The dsetool

Use the dsetool utility for Cassandra File System (CFS) and Hadoop-related tasks, such as managing the job tracker, checking the CFS, and listing node subranges of data in a keyspace.

You can use the dsetool utility for CassandraFS- and Hadoop-related tasks, such as managing the job tracker, checking the CassandraFS, and listing node subranges of data in a keyspace. In DataStax Enterprise 4.0.2 and later, only JMX ( java management extensions) provides dsetool password authentication. If JMX passwords are enabled, users then need to use the passwords to use the dsetool utility.

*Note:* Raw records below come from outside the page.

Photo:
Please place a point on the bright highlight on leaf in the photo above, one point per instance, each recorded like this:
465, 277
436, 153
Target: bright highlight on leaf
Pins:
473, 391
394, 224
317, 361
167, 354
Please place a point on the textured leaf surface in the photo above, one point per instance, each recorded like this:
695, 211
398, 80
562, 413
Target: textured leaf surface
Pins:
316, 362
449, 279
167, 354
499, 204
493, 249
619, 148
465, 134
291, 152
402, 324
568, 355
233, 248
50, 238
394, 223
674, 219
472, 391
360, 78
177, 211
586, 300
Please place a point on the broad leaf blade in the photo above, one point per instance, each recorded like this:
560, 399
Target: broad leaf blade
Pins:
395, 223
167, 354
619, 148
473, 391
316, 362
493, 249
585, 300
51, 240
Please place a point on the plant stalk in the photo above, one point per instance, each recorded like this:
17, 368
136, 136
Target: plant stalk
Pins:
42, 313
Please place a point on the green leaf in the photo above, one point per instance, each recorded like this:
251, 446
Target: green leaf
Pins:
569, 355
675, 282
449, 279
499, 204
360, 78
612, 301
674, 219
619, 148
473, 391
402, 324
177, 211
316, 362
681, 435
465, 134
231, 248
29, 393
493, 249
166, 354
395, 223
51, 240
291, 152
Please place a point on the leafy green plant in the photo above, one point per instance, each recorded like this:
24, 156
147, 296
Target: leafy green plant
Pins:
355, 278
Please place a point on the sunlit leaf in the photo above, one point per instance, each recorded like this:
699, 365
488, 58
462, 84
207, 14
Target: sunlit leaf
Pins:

Usage: dsetool [-h|--host=<hostname>] [-p|--port=<#>] [-j|--jmxport=<#>] <command> <args>

This table describes the dsetool arguments:

Short form Long form Description
-a --jmx-username <arg> User name for authenticating with secure JMX
-b --jmx-password <arg> Password for authenticating with secure JMX
-h --host <arg> Node hostname or IP address
-j --jmxport <arg> Remote jmx agent port number
-u --use_hadoop_config Get cassandra host from hadoop configuration files

The dsetool commands are:

  • checkcfs - Check a single CassandraFS file or the whole CassandraFS.
  • createsystemkey <encryption option> [<encryption option ... >] [<system key name>] - Creates the system key for transparent data encryption. DataStax 4.0.4 and later.
  • inmemorystatus <keyspace> <table> - Provides the memory size, capacity, and percentage used by the table. The unit of measurement is MB. Bytes are truncated.
  • listjt - List all JobTracker nodes grouped by DC local to them.
  • list_subranges <keyspace> <cf-name> <keys_per_range> <start_token>, <end_token> - Divide a token range for a given keyspace/table into a number of smaller subranges of approximately keys_per_range. To be useful, the specified range should be contained by the target node's primary range.
  • jobtracker - Return the JobTracker hostname and port, JT local to the DC from which you are running the command.
  • movejt - Move the JobTracker and notify the TaskTracker nodes.
  • partitioner - Return the fully qualified classname of the IPartitioner in use by the cluster
  • repaircfs - Repair the CFS from orphan blocks.
  • rebuild_indexes <keyspace> <table-name> <idx1,idx2,...> - Rebuild specified secondary indexes for given keyspace/table. Use only keyspace/table-name to re-build all indexes.
  • ring - List the nodes in the ring including their node type.
  • status - Same as the ring command.

Examples of using dsetool commands for managing the Job Tracker are presented in Managing the job tracker using dsetool commands.

Checking the CassandraFS using dsetool 

Use the dsetool checkcfs command to scan the CassandraFS for corrupted files. For example:
dsetool checkcfs cfs:///
Use the dsetool to get details about a particular file that has been corrupted. For example:
dsetool checkcfs /tmp/myhadoop/mapred/system/jobtracker.info

Listing sub-ranges using dsetool 

The dsetool command syntax for listing subranges of data in a keyspace is:
dsetool [-h ] [hostname ] list_subranges keyspace table rows per subrange start token end token
  • rows per subrange is the approximate number of rows per subrange.
  • start partition range is the start range of the node.
  • end partition range is the end range of the node.
Note: You run nodetool repair on a single node using the output of list_subranges. The output must be partition ranges used on that node.
Example
dsetool list_subranges Keyspace1 Standard1 10000 113427455640312821154458202477256070485 0

Output

The output lists the subranges to use as input to the nodetool repair command. For example:
Start Token                             End Token                               Estimated Size
------------------------------------------------------------------------------------------------
113427455640312821154458202477256070485 132425442795624521227151664615147681247 11264
132425442795624521227151664615147681247 151409576048389227347257997936583470460 11136
151409576048389227347257997936583470460 0                                       11264

Nodetool repair command options

You need to use the nodetool utility when working with sub-ranges. The start partition range (-st) and end partition range (-et) options specify the portion of the node needing repair. You get values for the start and end tokens from the output of dsetool list_subranges command. The new nodetool repair syntax for using these options is:
nodetool repair keyspace table -st start token  -et end token
Example
nodetool repair Keyspace1 Standard1 -st 113427455640312821154458202477256070485 -et 132425442795624521227151664615147681247 
nodetool repair Keyspace1 Standard1 -st 132425442795624521227151664615147681247 -et 151409576048389227347257997936583470460
nodetool repair Keyspace1 Standard1 -st 151409576048389227347257997936583470460 -et 0

These commands begins an anti-entropy node repair from the start partition range to the end partition range.